To know what reprogramming to do, we work on multiple levels. At the highest level we look at how T cells are affected by, and affect the environment. Cancer is infamous for adapting the tumour micro environment (TME) to prevent T cells from attacking it. We need to map a huge number of stimuli, from cytokines to metabolites, and see what interactions may happen.

To understand the impact of these stimuli, biology does unfortunately not offer an obvious place to look at. Rather, it seems spread across all the levels of regulation. To adress this huge space we use a combination of qualitative and quantitative analysis, developing new bioinformatics methods as required (Python, R, C, Java). We try to use modern “omics” protocols as much as possible, with a selection shown below. In addition, we have access to droplet single-cell equipment, and we develop our own improved wetlab protocols. Sequencing-based approaches is our speciality!

Our group has pioneered the use of CRISPR for finding genes regulating a certain process. To do this, a “cocktail” of viruses is added to the cells. Each virus regulates one target gene using CRISPR. By selecting the cells that behave in a certain way, and comparing to the ones that do not using sequencing, we can quickly find the genes we should be looking at. This way we can overcome plenty bias in which genes we study. It turns out we have had too much of a habit at looking at the same old genes, over and over!
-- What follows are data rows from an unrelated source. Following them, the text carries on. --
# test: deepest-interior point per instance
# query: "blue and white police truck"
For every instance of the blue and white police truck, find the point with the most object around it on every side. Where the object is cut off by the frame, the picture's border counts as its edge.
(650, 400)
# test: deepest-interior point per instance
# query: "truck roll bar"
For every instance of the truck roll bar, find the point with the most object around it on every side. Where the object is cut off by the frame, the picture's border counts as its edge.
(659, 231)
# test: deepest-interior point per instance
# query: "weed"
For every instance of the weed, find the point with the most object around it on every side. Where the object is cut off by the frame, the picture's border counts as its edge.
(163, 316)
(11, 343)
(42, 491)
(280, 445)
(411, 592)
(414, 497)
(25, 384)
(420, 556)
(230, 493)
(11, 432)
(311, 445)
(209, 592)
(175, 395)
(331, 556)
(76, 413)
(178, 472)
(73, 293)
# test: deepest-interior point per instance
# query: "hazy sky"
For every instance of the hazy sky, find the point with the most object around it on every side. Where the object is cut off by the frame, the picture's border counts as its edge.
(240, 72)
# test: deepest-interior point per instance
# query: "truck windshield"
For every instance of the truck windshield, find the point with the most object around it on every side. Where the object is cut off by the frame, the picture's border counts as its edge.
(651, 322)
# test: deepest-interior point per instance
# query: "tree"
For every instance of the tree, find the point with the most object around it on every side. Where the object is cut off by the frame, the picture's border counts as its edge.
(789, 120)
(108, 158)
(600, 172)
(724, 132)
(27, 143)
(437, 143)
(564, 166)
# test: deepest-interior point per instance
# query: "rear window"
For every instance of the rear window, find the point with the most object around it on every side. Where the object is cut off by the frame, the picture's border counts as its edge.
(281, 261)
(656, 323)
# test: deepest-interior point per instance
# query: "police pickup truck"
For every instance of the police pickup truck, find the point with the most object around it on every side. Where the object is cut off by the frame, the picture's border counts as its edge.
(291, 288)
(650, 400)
Once we know which genes are the main drivers of T cell behaviour in cancer, we are able to create sturdier T cells that can circumvent common tricks of the tumour. We can do use using viruses that deliver new genes (gene therapy), that in the case of CAR T cells contain a new anti-cancer receptor. From our screens and atlassing, we aim to find other regulatory mechanisms of the cells that we can reprogram. This can be done by including further “helper genes” in the viral construct.